Alexei Kornienko: Bach, J.S.: Partita nr. 6 in e BWV. 830; Brahms: Intermezzi in b op. 119/1, E op. 115/4, a op. 76/7 en A op. 118/2; Beethoven: Pianosonate nr. 8 in c op. 13 Pathétique. TYX Art TXA 18118 (69’10”). 2018
Van de in 1954 in Moskou geboren, thans in Wenen wonende pianist en dirigent zijn aardig wat opnamen in omloop, de orkestrale met het Mahler kamerorkest, met Symfonie orkesten uit Moskou en Sofia, de meeste kamermuziale met violistes als Elena Denisova en Liana Issakadze en cellist Girori Alumian.

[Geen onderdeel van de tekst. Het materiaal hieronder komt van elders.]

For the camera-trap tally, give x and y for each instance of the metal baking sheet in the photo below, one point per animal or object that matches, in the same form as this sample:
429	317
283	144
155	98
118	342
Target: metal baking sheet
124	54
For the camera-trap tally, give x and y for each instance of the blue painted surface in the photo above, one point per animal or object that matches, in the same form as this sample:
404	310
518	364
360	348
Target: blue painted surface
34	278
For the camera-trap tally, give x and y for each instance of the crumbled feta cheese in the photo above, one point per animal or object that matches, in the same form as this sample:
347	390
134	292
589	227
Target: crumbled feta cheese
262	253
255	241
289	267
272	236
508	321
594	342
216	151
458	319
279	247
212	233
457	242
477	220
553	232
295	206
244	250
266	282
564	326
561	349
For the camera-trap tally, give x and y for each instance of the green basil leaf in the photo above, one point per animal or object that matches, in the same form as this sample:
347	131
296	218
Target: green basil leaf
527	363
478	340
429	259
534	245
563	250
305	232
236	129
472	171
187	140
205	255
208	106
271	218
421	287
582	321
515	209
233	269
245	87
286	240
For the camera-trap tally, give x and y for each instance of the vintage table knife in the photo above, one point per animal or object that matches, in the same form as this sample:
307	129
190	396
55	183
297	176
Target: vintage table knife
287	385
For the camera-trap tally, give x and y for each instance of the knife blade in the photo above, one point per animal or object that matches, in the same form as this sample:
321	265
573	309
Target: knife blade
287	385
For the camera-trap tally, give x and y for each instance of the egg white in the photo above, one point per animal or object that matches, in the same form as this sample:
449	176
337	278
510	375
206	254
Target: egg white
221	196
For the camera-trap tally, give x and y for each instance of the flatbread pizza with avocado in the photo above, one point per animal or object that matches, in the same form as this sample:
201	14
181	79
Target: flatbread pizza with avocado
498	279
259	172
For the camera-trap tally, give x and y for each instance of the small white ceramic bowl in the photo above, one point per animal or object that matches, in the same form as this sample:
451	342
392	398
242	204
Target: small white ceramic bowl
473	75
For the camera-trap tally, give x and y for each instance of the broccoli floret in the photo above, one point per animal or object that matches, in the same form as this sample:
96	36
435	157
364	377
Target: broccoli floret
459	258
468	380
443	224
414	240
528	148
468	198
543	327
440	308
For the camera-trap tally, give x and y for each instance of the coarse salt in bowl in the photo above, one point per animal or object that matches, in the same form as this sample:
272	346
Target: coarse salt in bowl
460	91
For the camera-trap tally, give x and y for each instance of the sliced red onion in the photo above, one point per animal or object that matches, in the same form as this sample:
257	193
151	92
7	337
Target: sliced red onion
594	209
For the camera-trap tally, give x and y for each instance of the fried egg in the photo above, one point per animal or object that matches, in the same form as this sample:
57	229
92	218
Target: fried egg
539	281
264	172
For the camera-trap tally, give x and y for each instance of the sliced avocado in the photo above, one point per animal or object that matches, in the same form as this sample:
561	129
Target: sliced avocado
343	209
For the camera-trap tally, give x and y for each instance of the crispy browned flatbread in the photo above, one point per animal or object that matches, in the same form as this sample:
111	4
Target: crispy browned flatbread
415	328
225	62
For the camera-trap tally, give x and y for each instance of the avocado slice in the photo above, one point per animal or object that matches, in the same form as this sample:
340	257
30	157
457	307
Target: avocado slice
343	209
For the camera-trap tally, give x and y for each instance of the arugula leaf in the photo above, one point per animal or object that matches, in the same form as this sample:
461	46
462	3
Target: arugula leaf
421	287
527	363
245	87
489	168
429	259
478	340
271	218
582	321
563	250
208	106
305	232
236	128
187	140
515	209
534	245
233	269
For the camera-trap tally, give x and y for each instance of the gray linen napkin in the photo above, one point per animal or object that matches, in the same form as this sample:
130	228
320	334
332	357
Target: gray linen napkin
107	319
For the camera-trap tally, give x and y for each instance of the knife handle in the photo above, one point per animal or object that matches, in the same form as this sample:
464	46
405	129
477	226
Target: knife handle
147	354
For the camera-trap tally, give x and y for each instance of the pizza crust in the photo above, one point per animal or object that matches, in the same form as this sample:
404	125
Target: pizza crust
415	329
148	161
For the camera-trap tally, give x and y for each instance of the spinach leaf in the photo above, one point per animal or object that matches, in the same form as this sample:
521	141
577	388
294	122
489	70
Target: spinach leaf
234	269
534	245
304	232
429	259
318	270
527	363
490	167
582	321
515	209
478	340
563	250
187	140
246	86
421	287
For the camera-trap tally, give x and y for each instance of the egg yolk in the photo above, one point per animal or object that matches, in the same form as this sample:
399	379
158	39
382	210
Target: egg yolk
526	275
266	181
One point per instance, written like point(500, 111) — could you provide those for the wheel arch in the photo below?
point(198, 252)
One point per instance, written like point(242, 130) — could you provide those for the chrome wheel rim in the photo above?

Maar op een cd solopopname was hij nog niet te betrappen, al circuleert op internet een Mondscheinsonate van hem. Die cd is er nu dus wel. Daarvoor koos Kornienko een aardig programma met een door hem stilistisch mooi ingeschatte laatste Partita van Bach met karakteristieke, mooi gefraseerde dansdelen. Voor de vier van de tien Intermezzi van Brahms grijpt hij dieper in de toetsen en maakt er meer dan licht vergankelijke tussenspelen van.
De sonate Pathétique was de belangrijkste uit zijn jonge jaren en zijn c-klein periode, een toonaard die heel geschikt is om eenzaamheid uit te drukken. Maar ook een werk dat om haast orkestrale sonoriteit vraagt. Kornienko levert daarvoor passend voor een vrij massieve toon en zorgt in het middendeel voor een gevoel van onderdrukking, zodat de finale als een verlossing komt. Boeiend recital, dat zeker en heel mooi van klank.